Satellite observations show sea levels rising - duncan_bayne
https://edition.cnn.com/2018/02/12/world/sea-level-rise-accelerating
======
nanis
The paper:
[http://www.pnas.org/content/early/2018/02/06/1717312115](http://www.pnas.org/content/early/2018/02/06/1717312115)

TOPEX corrections:
[http://onlinelibrary.wiley.com/doi/10.1002/2017JC013090/full](http://onlinelibrary.wiley.com/doi/10.1002/2017JC013090/full)

25 years might be too short.

------
duncan_bayne
This is significant because:

"... scientists now have observed evidence validating climate model
projections, as well as providing policy-makers with a "data-driven assessment
of sea level change that does not depend on the climate models ..."

In other words, this is the validation of the predictive ability of climate
models that skeptical folks like myself have long been demanding.

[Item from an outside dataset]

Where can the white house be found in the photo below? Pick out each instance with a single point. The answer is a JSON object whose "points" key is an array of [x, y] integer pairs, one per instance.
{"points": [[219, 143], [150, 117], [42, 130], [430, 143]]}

At least as far as sea level rises go, we finally have a solid basis for cost
- benefit evaluation of emissions control policy.

------
Gravityloss
This study is a linear or at most a power model.

Glacier melting is likely to be extremely nonlinear because of physical
reasons. Once a "cork in the wine bottle" gatekeeper glacier in a narrow sound
in Antarctica or Greenland melts, we can have meters of sea level rise from
that glacier alone. And there are multiple such glaciers.